I believe that we can engage children and have them truly own and demonstrate their learning success by incorporating multimedia learning in the classroom. This belief was reinforced by a few projects that I worked on with a class of Grade One students who I had the pleasure of working with for the past six weeks.
Anytime a child believes he has an audience for his ‘performance’ he will be more engaged and concerned about his production and success. Tell a child that she will be in a movie or on a poster and her eyes will light up. Kids are natural performers. Even the reluctant, shy ones will smile and be excited when they see themselves on the screen or in print.
One of the first activities we did was to create a ‘number hunt’ where the kids had my camera and were in charge of walking around the school to find things that were found in groups of one, two, etc.. After the pictures were taken, I used Sliderocket to put together a presentation that we shared with our class, another class and with the parents and guardians by sending the URL home for them. I was also able to download it and print it so that after it was laminated it became a popular book for the children to read to themselves, reinforcing both counting and number words. Relating to their own environment and relevant objects was important. You can see our presentation HERE.
On Groundhog Day, we used Wallwisher to record the information that we had learned about groundhogs and the traditions around the day. The kids were thrilled to see their names being recorded on the screen and they again shared the URL with their families at home to re-read and share. We used Wallwisher again when doing a KWL session on nutrition, food, and reasons that we eat.
We made Photovisi presentations that we printed out to record our 100th day of school activities and our Valentine’s Day fun. The picture stories with their photos were great for retelling events, ordering events and sharing with our school community and children’s homes.
The most fun we had was producing our very short YouTube video showcasing the digraph /sh/. Going through the process of learning about the sound, watching similar project videos by Kathy Cassidy’s students, brainstorming words, preparing our ‘props’, and then the steps of actually producing our video was intriguing, interesting, and motivational. The video was put together using Movie Maker and uploaded to YouTube. The kids felt like superstars! The joy and pride on their faces while watching the finished product was proof that they were invested in it. They truly had tried their very best, knowing that they would have an audience beyond the immediate classmates and teacher. Sharing the product with their parents and guardians was an exciting event!
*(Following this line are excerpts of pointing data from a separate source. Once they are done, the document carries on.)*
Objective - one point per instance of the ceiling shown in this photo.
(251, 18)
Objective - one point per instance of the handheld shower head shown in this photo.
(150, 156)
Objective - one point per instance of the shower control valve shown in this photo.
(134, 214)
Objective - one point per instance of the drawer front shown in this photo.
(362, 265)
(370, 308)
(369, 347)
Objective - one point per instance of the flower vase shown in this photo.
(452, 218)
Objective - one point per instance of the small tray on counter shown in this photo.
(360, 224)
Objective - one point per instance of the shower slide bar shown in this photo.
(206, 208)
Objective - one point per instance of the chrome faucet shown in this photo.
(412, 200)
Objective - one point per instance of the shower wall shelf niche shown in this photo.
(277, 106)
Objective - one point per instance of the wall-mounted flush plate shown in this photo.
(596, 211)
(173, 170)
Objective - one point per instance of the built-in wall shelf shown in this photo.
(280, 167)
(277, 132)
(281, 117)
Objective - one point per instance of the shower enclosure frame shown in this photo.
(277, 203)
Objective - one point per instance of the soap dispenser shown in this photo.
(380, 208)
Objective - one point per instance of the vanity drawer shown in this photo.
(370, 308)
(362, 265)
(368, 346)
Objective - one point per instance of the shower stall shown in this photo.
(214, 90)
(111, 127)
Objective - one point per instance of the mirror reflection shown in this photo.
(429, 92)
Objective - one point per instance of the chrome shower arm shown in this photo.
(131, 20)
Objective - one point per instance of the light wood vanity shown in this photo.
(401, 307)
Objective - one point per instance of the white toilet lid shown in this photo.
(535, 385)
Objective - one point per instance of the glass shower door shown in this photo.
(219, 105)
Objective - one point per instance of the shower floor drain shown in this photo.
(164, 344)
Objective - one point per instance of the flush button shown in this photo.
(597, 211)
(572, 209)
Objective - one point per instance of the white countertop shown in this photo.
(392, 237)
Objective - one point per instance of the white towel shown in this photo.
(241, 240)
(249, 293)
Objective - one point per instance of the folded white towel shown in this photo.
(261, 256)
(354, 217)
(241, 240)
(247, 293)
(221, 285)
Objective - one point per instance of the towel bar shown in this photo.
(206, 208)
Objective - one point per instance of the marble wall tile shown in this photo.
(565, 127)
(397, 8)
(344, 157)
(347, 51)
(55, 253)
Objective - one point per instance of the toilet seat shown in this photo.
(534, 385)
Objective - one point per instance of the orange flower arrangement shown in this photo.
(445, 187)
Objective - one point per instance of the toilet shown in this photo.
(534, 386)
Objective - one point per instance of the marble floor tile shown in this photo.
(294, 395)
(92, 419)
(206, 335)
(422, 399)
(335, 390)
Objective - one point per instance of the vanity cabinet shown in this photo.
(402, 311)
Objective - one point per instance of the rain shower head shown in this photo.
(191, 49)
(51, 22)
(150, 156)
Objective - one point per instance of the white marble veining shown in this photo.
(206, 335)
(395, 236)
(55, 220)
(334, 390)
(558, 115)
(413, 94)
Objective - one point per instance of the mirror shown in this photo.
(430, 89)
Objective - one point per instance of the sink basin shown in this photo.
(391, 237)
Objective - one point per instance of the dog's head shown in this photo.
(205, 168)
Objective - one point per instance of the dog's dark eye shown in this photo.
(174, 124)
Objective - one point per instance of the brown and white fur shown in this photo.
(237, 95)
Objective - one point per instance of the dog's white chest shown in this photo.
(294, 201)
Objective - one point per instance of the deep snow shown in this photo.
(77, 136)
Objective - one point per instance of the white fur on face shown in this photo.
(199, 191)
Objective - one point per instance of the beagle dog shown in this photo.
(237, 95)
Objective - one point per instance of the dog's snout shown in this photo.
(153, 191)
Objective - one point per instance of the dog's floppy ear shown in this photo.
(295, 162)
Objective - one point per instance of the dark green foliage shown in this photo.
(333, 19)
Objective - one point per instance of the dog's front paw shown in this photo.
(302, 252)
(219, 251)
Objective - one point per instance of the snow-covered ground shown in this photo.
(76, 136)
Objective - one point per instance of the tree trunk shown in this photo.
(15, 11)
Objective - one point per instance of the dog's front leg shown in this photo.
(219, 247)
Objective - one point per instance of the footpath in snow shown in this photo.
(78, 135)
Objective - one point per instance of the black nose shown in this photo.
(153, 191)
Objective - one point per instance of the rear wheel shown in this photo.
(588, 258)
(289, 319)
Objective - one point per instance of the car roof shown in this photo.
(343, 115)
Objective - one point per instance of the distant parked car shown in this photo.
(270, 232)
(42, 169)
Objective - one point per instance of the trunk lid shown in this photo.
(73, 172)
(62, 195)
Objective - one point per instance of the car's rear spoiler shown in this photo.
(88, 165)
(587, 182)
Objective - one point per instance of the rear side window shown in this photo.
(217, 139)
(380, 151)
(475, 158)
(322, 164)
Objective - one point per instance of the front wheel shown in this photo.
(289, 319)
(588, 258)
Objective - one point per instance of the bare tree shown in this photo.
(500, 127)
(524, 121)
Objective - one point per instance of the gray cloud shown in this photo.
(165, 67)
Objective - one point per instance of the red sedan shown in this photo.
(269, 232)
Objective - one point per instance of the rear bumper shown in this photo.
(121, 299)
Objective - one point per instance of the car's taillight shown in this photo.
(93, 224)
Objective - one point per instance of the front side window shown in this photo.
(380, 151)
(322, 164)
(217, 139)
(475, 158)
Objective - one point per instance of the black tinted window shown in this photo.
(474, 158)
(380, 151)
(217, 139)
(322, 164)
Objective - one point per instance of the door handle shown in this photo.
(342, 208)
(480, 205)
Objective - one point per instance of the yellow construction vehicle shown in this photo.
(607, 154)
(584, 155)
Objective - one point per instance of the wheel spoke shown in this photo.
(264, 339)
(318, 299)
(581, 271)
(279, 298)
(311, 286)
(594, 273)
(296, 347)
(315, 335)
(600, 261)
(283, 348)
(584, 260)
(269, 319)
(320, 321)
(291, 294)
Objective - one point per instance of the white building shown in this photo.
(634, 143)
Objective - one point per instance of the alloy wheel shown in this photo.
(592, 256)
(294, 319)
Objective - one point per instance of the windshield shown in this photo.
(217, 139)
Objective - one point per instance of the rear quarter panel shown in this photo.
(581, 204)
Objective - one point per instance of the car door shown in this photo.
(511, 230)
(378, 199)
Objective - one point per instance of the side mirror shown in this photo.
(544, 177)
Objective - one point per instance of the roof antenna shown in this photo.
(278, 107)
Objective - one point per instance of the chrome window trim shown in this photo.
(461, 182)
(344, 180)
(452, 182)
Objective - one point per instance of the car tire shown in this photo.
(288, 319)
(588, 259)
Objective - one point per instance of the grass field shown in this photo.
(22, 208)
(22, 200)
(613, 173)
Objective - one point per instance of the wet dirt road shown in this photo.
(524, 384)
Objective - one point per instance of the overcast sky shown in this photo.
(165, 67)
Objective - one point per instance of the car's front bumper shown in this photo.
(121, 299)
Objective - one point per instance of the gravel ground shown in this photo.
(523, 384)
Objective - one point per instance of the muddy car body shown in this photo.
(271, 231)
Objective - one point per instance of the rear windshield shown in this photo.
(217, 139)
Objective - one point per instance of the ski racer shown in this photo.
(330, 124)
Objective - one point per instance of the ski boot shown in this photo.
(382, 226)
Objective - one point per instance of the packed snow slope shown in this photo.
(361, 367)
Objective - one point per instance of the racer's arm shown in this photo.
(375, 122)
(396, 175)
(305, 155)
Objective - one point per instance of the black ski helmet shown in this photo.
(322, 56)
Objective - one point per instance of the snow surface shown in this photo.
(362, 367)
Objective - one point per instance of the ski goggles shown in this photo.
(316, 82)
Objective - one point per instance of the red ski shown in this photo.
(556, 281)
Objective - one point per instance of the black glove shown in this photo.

These kids were amazing writers, actors, directors and producers. They had not had experience with creating these kinds of multimedia presentations and they were eager to be a part of it. Their enthusiasm and pride was evident and they were completely engaged in learning to share what they knew. These projects were fun and engaging and these children were truly ‘stars.’ The knowledge that they could have an audience beyond their classroom was motivating for them. Their desire to show what they knew and teach others was a huge source of pride. They were superstars and I am very proud of them!
This particular school does not have many technological resources. In a Kindergarten to Grade Eight school with approximately 550 students they have 30 laptops for the whole school and one computer per classroom. There are 4 additional computers in the resource center and one interactive whiteboard housed in a Grade 8 classroom. These could be considered limitations but the amazing projects that we were able to create are proof that there are some wonderful tools that allow us to incorporate learning and technology for kids to create with.
The problem that I have seen isn’t a lack of tools but seems to be a lack of teacher engagement with these tools. Is it fear of the new tools or an unawareness of the tools? How do we get more teachers to see the benefits of their use and to take the risk to try them?